A valid point, although I like to think that my presence in a relationship is a net gain. And besides…if we were married, could you picture one partner saying “I don’t have the energy to be married right now”?

Married you’ve usually worked through things. Theres a strong history and base to work from.

After eight weeks for most relationships theres a fair bit to work out still, like knowing how you each manage conflict for a start.

Otara

Dating for a couple of months and being married are not very similar.

She has no way of knowing if she even likes you that much for you to be making sacrifices to be with her. Yes, she’s all glowy and in love, but I think a lot of people have been glowy and in love after two months who wouldn’t want that person to make big sacrifices.

Dating is stressful. Dating while very ill strikes me as potentially incredibly stressful.

Comma, you are a lovey and a gentleman and I think I love you. Thank you for sharing your story and your insights. You made my day today.

Any updates, jsc1953?

I appreciate your interest, commasense.

In our heavy conversation on Aug 9, she asked that we chill for a week. She was going to be out of town the next weekend, and asked that we just think until she gets back.

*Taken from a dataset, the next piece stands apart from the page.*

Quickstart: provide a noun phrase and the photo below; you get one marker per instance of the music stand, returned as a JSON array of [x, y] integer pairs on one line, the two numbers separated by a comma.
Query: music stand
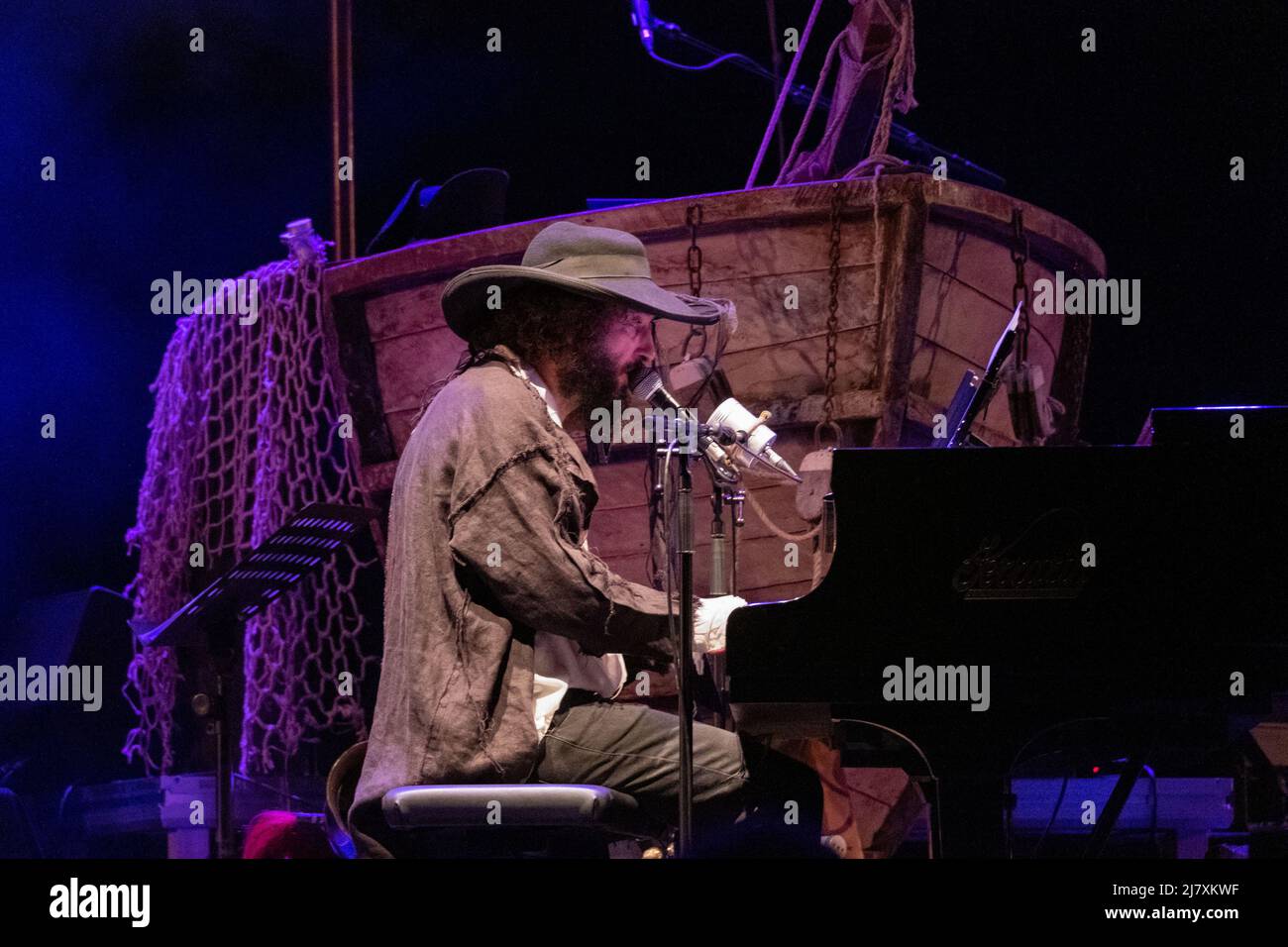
[[214, 616]]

I spent the week pacing and pondering and stewing and fretting, and decided to take your advice. I poured my heart into an email, stating that I loved her and didn’t care about anything else.

She got back into town and sent me an email asking for more time (no mention of my email) to process and to take care of “some things” (doctor appts, probably)…that she’d contact me at the end of this week.

Hmmmph. I’m a patient man, and she’s going through hell, I’m sure, and my petty anxieties are nothing. But still.